Even though all of us are pedestrians once we leave our automobiles, the lack of this basic amenity in many communities didn't stir protest -- certainly nothing compared with the outcry over congested roads or when parking spaces are eliminated. However, after decades of giving scant consideration to the needs of pedestrians, state and county planners in the Baltimore region are mounting a belated effort to address this weakness.

Anne Arundel, Howard and Baltimore counties are strengthening requirements for sidewalks. Part of the reason may be traffic congestion. With cars the only means of mobility in too many communities, even common errands such as picking up a newspaper or a gallon of milk at a nearby store can't be accomplished on foot. The other issue is safety. A federally financed study last year entitled "Mean Streets" showed that being a pedestrian in suburbia can be hazardous to one's health. A person walking along a road in the suburbs is 11 times more likely to be struck and killed than one walking on city sidewalks.

When it approved the transportation funding act in 1991, Congress for the first time enabled communities to use these dollars for sidewalks and bicycle paths.

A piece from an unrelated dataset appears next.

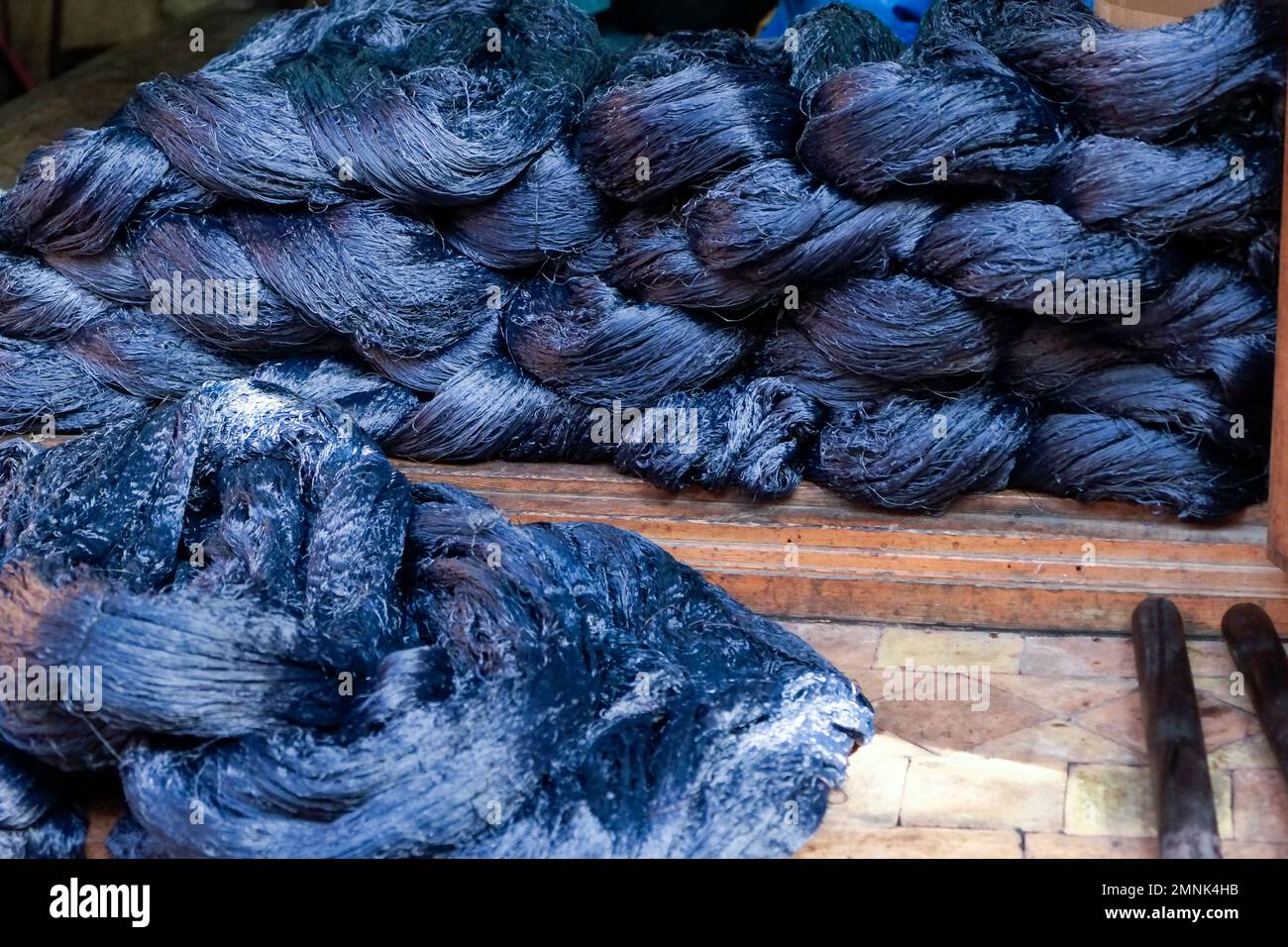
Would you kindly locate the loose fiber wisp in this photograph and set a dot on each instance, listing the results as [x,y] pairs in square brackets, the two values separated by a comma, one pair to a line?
[793,258]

In the past two years, Maryland has financed sidewalk construction out of its transportation budget. Baltimore County, for example, is working nine state-financed sidewalk projects; Anne Arundel, seven; Carroll, six; and Howard, three.

Sidewalks are a key component of Smart Growth, the governor's program to curtail residential sprawl. Placing communities and business centers near train stations and bus routes works only if people can walk from these transit hubs to their homes or jobs.

The same kind of careful analysis and study that goes into road-building should be applied to building footpaths in the suburbs, or this initiative to reduce our reliance on automobiles would be wasted.